CERNOBBIO, 23 maggio 2019. Stile, distinzione, patrimonio culturale: tre concetti che ben descrivono due realtà nel mondo dell’automobilismo, il Concorso di Eleganza Villa d’Este e Touring Superleggera.

Le vicende del Concorso e della storica maison milanese si intersecano tra loro, indissolubilmente legate, si appartengono da tempo immemore.
Touring Superleggera ha scelto spesso il Concorso come palcoscenico privilegiato per svelare prototipi innovativi, dare vita a nuove tendenze stilistiche, stupire pubblico e giuria, nella 90esima edizione del Concorso il secondo esemplare di Touring Sciàdipersia Cabriolet.
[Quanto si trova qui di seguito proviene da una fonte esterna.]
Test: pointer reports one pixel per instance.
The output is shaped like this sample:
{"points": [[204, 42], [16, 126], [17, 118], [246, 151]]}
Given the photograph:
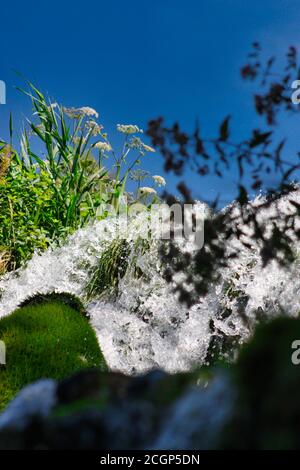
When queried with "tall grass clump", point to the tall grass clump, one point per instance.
{"points": [[48, 193]]}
Touring Sciàdipersia Cabriolet, è una fuoriserie a quattro veri posti, attenta alla comodità e alle esigenze dei passeggeri quanto a quelle del guidatore, adatta ad affrontare grandi distanze in completo comfort. Appena due mesi dopo il primo esemplare in un classico Blu Notte, ecco la seconda vettura prodotta. Il committente ha scelto un colore chiaro denominato Qeshm Sunset, splendente, perfetto per catturare l’attenzione ed esaltare le linee della vettura. Gli interni sono realizzati con pellami Foglizzo, che dal 1921 fornisce pelli di lusso per vetture uniche nel loro genere, è stata scelta una combinazione Ocra e Crema, come un tramonto sulla sabbia, e presentano cuciture raggiate in colore a contrasto, a ricordare raggi di sole.

La Sciàdipersia Cabriolet gode appieno delle prestazioni di uno degli ultimi motori V8 aspirati disponibili. Le sue caratteristiche sono potenza e coppia generose ma soprattutto la reattività istantanea, ed una colonna sonora inconfondibile, ricca e articolata, ancora più godibile a capote aperta.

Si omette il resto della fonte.